By Stephen Gossett in News on Jun 19, 2017 4:33PM

U.S. Supreme Court Justice / Getty Images / Photo: Alex Wong

In a case that could have monumental repercussions on the American political landscape, the Supreme Court announced on Wednesday that it would hear a Wisconsin gerrymandering case that could establish a standard for what constitutes unfair electoral maps.

Justices in the past have struck down electoral maps as illegal in the past. But those instances hinged on racial makeup of districts, whereas the Wisconsin case hinges more explicitly on partisan gerrymandering.

"Although a majority of the court has suggested that states can violate the Constitution if they draw legislative districts primarily to benefit one political party, the justices have never been able to identify the specific point at which states cross the constitutional line. In this case, a lower court held that Wisconsin had indeed crossed that line," Steve Vladeck, professor of law at the University of Texas School of Law, told CNN.

The original case, Gill v. Whitford , was prompted after GOP lawmakers in Wisconsin in 2010, having recently taken hold of both the state legislature and governorship, drew up their new hyper-partisan, gerrymandered State Assembly electoral map. As Daily Kos notes, the Wisconsin GOP took a sweeping majority in the Assembly in 2012 even though Obama carried the state by seven points and more total votes went to Democratic candidates for state-lawmaker offices that Republicans. A divided panel ruled that the maps violated the constitution.
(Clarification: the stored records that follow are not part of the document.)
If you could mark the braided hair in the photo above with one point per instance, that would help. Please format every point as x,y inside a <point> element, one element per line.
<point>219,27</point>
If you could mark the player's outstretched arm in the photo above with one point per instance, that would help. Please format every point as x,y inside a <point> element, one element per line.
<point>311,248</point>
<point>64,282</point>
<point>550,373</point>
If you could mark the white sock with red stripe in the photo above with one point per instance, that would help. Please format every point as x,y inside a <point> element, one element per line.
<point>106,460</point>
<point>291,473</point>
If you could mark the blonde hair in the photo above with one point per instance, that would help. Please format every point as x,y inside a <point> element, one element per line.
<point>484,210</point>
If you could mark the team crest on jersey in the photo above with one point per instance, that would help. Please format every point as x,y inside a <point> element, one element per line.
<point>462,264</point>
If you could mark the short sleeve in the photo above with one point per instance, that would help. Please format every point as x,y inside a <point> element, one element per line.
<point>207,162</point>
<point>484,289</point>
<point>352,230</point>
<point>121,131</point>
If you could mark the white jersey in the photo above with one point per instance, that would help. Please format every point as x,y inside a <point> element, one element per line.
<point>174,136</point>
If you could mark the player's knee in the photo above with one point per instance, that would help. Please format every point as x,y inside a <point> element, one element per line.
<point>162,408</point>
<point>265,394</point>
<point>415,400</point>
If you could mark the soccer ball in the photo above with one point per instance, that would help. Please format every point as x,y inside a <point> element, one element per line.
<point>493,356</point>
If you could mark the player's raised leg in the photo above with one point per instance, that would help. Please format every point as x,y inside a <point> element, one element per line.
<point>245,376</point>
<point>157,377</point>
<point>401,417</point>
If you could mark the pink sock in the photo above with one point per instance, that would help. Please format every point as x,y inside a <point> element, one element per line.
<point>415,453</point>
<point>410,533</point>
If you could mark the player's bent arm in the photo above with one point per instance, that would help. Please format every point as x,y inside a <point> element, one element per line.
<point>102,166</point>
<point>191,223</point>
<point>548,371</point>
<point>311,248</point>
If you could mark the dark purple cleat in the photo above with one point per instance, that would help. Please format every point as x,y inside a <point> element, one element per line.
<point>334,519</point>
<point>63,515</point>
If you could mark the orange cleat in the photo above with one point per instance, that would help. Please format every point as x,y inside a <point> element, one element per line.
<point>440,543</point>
“A federal three-judge panel rightfully held that Wisconsin lawmakers drew maps for the benefit of their own political party, with little regard for the will of the voters,” said Paul Smith, of Campaign Legal Center, who will argue the case at the Supreme Court, in a statement. “Partisan gerrymandering of this kind is worse now than at any time in recent memory. The Supreme Court has the opportunity to ensure the maps in Wisconsin are drawn fairly, and further, has the opportunity to create ground rules that safeguard every citizen’s right to freely choose their representatives.”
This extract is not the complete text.